Equation (1) is the reliable communication condition and Eq. (5) is the secure communication condition. They imply that a reliable and secure coding scheme demands that, with code length tending to infinite, Bob asymptotically achieves 0 and the decoding BER of Eve asymptotically achieves 0.5.

Channel capacity of DVQKD post-processing systems under Wyner’s wiretap channel model

In QKD systems, after qubit transmission and sifting, Alice obtains sifted key \(KA_\mathrm{sifted}\) and Bob obtains sifted key \(KB_\mathrm{sifted}\). Due to the defect of devices, channel noise and possible eavesdropping in the practical QKD system, in general, \(KA_\mathrm{sifted} \ne KB_\mathrm{sifted}\). Namely, there are error bits. Denote the bit error rate in practical QKD system by p.

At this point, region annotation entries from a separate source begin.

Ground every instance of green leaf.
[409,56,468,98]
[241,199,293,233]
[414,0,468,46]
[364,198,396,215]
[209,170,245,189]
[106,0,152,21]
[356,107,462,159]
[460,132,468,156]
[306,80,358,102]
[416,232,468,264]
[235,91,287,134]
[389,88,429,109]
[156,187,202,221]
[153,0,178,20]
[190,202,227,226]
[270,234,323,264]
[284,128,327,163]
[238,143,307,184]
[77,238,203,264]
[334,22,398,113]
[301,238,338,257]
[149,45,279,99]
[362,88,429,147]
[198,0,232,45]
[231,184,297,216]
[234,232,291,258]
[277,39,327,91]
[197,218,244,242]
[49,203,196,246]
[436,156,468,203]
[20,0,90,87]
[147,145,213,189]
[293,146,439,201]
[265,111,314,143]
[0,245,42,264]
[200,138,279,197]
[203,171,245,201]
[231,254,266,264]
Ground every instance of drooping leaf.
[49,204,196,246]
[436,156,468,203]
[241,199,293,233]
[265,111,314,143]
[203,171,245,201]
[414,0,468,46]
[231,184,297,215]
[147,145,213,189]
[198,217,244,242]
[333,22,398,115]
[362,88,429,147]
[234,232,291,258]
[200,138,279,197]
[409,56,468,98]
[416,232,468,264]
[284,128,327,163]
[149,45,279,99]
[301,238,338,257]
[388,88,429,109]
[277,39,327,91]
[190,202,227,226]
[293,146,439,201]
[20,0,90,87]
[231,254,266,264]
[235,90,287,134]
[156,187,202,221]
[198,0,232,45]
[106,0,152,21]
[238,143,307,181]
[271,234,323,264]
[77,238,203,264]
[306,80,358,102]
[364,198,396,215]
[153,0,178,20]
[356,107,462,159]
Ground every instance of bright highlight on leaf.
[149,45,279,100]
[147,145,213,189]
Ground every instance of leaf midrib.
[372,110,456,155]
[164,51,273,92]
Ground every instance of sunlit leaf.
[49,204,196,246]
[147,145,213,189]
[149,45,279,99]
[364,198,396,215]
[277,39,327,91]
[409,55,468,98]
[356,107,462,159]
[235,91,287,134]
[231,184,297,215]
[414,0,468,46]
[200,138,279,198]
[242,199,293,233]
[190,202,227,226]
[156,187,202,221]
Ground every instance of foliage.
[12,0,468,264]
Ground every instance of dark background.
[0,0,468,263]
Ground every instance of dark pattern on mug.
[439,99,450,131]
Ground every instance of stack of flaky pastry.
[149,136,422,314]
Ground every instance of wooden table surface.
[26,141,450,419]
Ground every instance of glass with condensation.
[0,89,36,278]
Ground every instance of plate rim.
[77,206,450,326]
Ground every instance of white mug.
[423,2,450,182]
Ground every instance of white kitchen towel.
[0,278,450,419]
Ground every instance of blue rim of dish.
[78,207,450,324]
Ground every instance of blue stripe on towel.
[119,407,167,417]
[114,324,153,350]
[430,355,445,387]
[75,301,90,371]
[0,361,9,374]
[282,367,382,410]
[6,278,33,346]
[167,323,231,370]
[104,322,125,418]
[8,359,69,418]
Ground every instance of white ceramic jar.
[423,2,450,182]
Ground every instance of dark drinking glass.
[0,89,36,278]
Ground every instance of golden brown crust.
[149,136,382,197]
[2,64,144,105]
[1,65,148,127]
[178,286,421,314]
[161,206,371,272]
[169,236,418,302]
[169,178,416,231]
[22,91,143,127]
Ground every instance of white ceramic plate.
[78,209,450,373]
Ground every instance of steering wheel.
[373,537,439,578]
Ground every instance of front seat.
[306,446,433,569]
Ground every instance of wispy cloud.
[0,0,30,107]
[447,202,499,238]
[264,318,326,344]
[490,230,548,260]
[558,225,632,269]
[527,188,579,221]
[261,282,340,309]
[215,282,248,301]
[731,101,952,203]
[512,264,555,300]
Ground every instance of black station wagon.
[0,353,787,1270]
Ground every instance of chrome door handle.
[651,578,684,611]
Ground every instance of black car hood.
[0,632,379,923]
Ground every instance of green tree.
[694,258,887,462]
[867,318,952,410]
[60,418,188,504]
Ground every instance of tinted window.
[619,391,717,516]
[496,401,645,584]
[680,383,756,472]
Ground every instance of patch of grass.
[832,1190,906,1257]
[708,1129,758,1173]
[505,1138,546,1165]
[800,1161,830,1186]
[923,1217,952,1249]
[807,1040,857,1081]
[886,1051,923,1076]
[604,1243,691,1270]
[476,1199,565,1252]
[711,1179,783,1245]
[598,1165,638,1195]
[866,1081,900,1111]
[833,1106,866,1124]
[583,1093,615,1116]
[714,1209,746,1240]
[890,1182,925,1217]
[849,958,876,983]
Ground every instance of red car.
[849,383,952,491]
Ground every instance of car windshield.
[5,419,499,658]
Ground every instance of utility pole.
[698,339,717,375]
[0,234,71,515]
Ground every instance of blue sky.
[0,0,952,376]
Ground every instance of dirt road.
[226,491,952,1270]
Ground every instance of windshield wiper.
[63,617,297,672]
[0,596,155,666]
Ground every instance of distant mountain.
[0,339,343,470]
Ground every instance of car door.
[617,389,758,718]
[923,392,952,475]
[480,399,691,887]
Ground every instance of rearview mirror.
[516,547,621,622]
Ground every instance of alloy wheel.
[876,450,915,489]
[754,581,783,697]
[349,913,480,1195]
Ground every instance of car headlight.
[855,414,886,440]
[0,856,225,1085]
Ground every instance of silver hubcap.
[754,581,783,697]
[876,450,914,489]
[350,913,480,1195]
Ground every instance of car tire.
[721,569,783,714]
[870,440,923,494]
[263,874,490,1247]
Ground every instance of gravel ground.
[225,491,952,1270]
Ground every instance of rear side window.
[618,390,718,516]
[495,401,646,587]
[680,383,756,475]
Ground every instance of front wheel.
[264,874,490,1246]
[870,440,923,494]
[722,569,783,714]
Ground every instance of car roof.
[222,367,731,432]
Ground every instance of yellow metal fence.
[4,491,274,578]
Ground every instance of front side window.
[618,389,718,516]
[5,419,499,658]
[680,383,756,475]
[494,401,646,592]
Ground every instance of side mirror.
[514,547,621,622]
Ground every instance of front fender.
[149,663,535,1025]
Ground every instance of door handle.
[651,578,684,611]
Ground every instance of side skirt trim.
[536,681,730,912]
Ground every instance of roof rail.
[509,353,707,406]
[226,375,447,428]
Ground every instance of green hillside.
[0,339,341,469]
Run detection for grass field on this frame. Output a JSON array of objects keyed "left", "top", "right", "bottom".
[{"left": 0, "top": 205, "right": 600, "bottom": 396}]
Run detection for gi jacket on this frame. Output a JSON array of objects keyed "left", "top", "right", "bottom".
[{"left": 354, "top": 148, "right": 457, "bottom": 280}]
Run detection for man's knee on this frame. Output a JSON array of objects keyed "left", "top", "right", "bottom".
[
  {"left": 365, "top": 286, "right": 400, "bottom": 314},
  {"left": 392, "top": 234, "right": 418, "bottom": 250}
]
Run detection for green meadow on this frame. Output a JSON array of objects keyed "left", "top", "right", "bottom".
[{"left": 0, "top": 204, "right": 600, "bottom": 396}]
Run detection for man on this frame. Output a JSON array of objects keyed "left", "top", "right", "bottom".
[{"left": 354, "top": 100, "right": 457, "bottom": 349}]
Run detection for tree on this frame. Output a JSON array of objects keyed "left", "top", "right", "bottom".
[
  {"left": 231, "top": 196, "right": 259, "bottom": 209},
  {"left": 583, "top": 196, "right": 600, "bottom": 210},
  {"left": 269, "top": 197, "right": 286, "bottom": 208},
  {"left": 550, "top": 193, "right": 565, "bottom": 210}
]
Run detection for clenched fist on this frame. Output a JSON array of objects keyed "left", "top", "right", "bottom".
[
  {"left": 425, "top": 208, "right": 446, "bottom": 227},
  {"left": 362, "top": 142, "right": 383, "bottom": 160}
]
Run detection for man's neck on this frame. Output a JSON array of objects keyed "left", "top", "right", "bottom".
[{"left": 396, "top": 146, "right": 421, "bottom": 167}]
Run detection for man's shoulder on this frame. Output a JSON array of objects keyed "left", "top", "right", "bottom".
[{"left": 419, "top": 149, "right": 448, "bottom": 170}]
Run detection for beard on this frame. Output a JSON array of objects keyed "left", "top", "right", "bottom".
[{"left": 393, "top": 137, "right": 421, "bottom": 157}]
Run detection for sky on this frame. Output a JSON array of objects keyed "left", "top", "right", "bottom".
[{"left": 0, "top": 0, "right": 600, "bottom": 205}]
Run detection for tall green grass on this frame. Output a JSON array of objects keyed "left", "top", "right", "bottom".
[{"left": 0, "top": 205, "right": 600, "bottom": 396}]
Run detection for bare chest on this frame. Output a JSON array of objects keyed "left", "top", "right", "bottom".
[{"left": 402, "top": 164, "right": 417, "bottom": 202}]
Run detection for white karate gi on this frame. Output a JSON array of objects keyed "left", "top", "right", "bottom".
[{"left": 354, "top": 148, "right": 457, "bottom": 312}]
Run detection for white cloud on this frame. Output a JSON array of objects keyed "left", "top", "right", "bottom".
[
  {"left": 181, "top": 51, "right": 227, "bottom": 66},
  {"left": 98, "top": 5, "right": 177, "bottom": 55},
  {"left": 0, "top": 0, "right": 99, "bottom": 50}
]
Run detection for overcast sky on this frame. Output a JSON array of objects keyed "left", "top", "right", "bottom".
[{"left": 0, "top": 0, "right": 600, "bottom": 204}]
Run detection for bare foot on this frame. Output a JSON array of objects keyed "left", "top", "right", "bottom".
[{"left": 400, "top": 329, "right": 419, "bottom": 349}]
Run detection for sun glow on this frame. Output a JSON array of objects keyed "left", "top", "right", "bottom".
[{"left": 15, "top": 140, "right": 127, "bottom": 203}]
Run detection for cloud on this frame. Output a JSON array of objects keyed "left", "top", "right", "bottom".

DVQKD is the maturest and the most widely used QKD system. For those DVQKD systems which apply BB84 protocol, their qubit transmission channel can be regarded as binary symmetric channel (BSC). Under this assumption, the mutual information between Alice and Bob is

$$\begin{aligned} I_\mathrm{AB}=1-h_2(p), \end{aligned}$$
(6)

where \(h_2(\cdot )\) is binary entropy function22. Considering the maximum safety of communication, we can regard all the noise in practical systems results from eavesdropping. Hence, all information Eve can obtain is at most

$$\begin{aligned} I_\mathrm{AE}=h_2(p). \end{aligned}$$
(7)

If we adopt Wyner’s wiretap channel model to depict QKD system, the channel capacity of main channel W is

$$\begin{aligned} C(W)=I_{AB}=1-h_2(p), \end{aligned}$$
(8)

the channel capacity of the wiretap channel is

$$\begin{aligned} C(W^*)=I_\mathrm{AE}=h_2(p), \end{aligned}$$
(9)

and the secrecy capacity is

$$\begin{aligned} C_\mathrm{sec}=C(W)-C(W^*)=1-2h_2(p). \end{aligned}$$
(10)

The secrecy capacity is equal to the secure final key generation rate \(k_\mathrm{th}\)2.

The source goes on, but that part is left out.